Re: Feedback from the community -> ARM
On Sat, Jun 12, 2021 at 11:34:32AM +0000, Andrew M.A. Cater wrote:
> Some of them are hugely true: at the time when the first RPi was released, it
> was released as ARM v6 with hardware floating point. Almost all Linux
> distributions at that point had agreed on architectures <ARM v7 32 bit as
> having software floating point and ARM v7 specs to be hardware floating
> Sounds small: but it's meant that Raspbian was always the odd one out, that
> RPi .debs had to be essentially rebuilt from scratch and you couldn't
> just move to stock Debian / Ubuntu or whatever or run software from one
> on the other.. Raspberry Pi OS still preserves this v6-ness and essential
> 32 bit nature - not just for backward compatibility but because the Soc ine
> very Pi Zero is still only ARM v6 and 32 bit.
Yes, this was a big thing, but five years ago! Or ten.
But I don't see how these old grudges are any more relevant
than if Acer preinstalls 32 or 64bit Windows on their
computers, or if ChromeOS on certain devices is 32 or 64 bit.

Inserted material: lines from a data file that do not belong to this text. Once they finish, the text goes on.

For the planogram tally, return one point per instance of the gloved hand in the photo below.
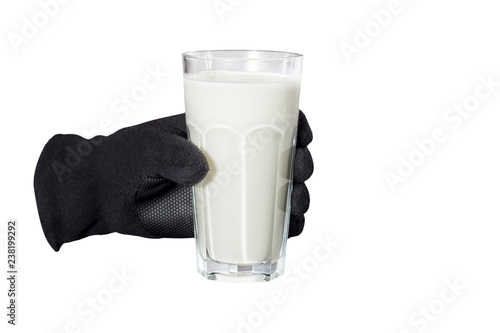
(136, 181)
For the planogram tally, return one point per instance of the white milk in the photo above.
(245, 124)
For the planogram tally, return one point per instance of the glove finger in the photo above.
(300, 199)
(304, 132)
(296, 225)
(181, 161)
(303, 165)
(176, 123)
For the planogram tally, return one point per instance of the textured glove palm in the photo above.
(136, 181)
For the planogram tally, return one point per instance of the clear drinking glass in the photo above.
(242, 112)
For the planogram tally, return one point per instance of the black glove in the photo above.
(136, 181)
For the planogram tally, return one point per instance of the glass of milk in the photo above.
(242, 110)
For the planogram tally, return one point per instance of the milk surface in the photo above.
(245, 124)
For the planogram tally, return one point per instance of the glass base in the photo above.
(265, 271)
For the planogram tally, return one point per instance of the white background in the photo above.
(397, 248)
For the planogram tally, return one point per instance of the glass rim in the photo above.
(279, 55)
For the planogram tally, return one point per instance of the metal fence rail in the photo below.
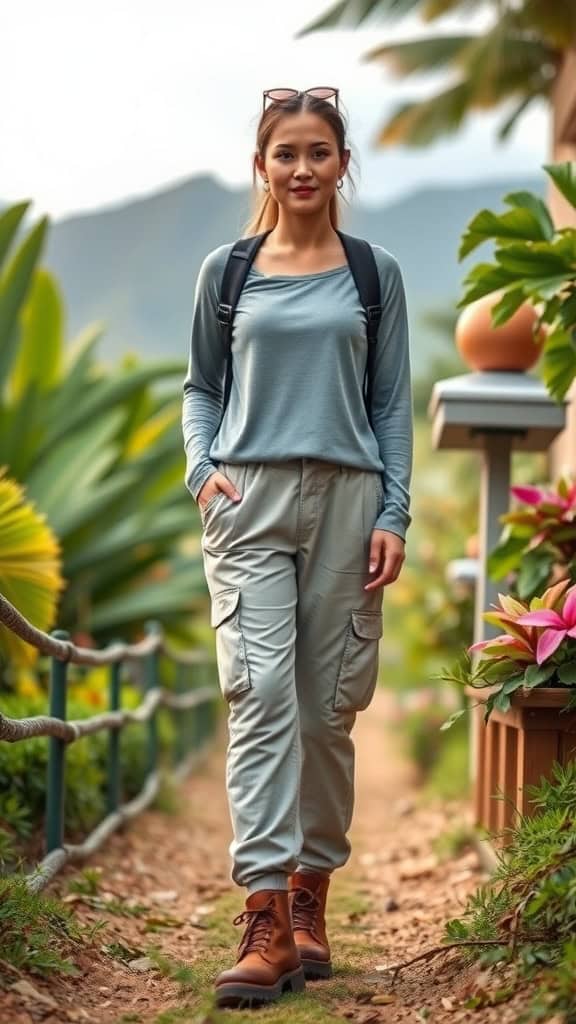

The Raspberry Pi 4 is completely capable of running plain vanilla
64bit aarch64/arm64 binaries. And that is what counts. Grudges
about historic decisions of the RP Foundation don't change that
> This is also the reason why Raspberry Pi OS isn't particularly concerned with
> 64 bit and a 64 bit Raspberry Pi OS is in paermanent beta, though
> you've been able to run 64 bit code on everything since some models of the
> Raspberry Pi 2.
They also have different goals from Debian. It is not surprising
that their solutions are different.
> There have also been points when the Raspberry Pi Foundation didn't
> talk to the wider ARM Linux community (and where the wider community couldn't
> get information/offer advice/help) which hasn't helped the overall situation
> or some people's feelings about Raspberry Pi in gneral
That might be true, but then there is still the reality that the
RPi is probably the most successful ARM system outside of
mobile phones/tablets. It is what I can buy in the shops now,
at a very competitive (compared to amd64 and other arm boards)
price. It runs vanilla Debian without patches (unlike many
sunxi based devices with old old kernels). It is in the reach
of everybody (unlike the hardware that Amazon uses for their
arm based EC2 hosts, whatever that is, you cannot easily buy
> Strange booting process: a consequence of the original Broadcom SoC.
> It would be _so_ nice if RPi people would just adopt UEFI from here on in
> and produce firmware that would default to that.
Who is "Raspberry Pi people"? There is a -- by now very stable --
UEFI support for the RPi4 (and 3? never tried that), so again
this criticism is not fair. If this happens with the blessing
and financing of the foundation (I have no idea) or not does
not make any difference.
Yes, the official foundation images do use something else, but
so do most hardware vendors (by preinstalling Windows). I don't
see how this is a valid criticism.
> The details of Raspberry Pi-ness and requests there are subtly different
> to requests to ARM themselves. The fact that the RPi is very much dominant at
> the moment is also because it's very much available while most of the other
> ARM SBCs are on back order / not currently in production / waiting on chips.
> If that situation continues,then the RPi will become the de facto solution
> for most ARM stuff in the medium term.
It *is* the de facto solution for most people for the medium term,
at least until the dust around the Apple M1 systems settles (too
expensive to buy as an expensive toy with unknown support).
And I don't see how this is bad. It is not as if the RPi takes
away anybody's options to buy other Arm SBCs.